Ah, good. We were getting closer to brass tacks.

“Do you think a man with the necessary amount of courage could be found? And with the skill and daring to make the trip in safety?”

“It is possible.”

“And what resources would the family require?”

“A great deal.”

He was a Dutchman or a Lascar or a German or a Spaniard, depending upon his audience and his mood. He was somewhere between thirty and fifty.
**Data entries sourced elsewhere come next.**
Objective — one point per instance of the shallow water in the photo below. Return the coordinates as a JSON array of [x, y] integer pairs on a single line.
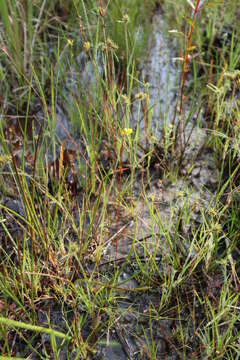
[[160, 77]]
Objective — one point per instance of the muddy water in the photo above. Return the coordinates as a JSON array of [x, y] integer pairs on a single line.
[[166, 198], [159, 78]]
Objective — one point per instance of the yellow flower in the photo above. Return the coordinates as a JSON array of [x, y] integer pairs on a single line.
[[86, 45], [126, 132]]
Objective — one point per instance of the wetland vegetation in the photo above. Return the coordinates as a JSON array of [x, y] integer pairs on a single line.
[[119, 179]]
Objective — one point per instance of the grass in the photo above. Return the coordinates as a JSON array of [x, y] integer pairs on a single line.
[[104, 243]]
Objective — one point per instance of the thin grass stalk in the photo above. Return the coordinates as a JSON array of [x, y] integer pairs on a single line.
[[184, 73]]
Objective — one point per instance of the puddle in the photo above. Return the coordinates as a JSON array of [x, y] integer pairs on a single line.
[[161, 74]]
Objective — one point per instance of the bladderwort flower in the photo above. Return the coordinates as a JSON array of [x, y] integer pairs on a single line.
[[86, 45], [70, 42], [111, 44], [126, 19], [126, 100], [141, 96], [127, 132]]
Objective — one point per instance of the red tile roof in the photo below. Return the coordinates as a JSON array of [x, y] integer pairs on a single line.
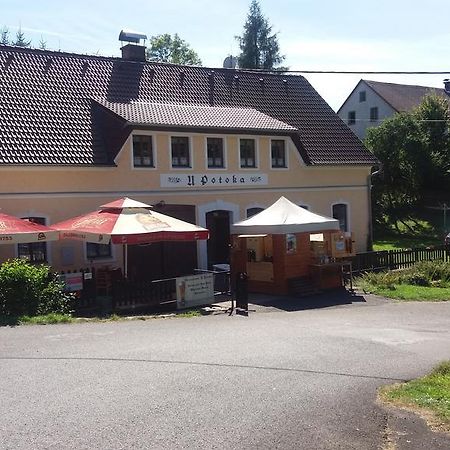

He was not going to name a price, nor was he going to settle for a sum until he knew it was as much as he could possibly get.

So I said, “Ander, this family would give its entire resources. Everything. Its entire resources amount to exactly one thousand dollars, American. In American bills. Twenty fifty-dollar bills.”

“That is not enough.”

The inevitable response. “Then, there is no point in our discussing this family further,” I said, “because this family never tries to make bargains. This family has precisely the sum of money mentioned, no more and no less, and there is no point in our wasting our time.”

And I shook hands warmly with him and went back to the bar from whence I had come.

I outwaited him. It took some doing, because he was fairly certain that I needed him more than he needed me and he was dead right. But I had no more chips left, and the sooner he realized as much, the easier things would be all around. I waited an hour, nursing beers and talking with some Norwegians, and then Ander came in, passed me, brushed my arm with his, and nodded shortly at the door.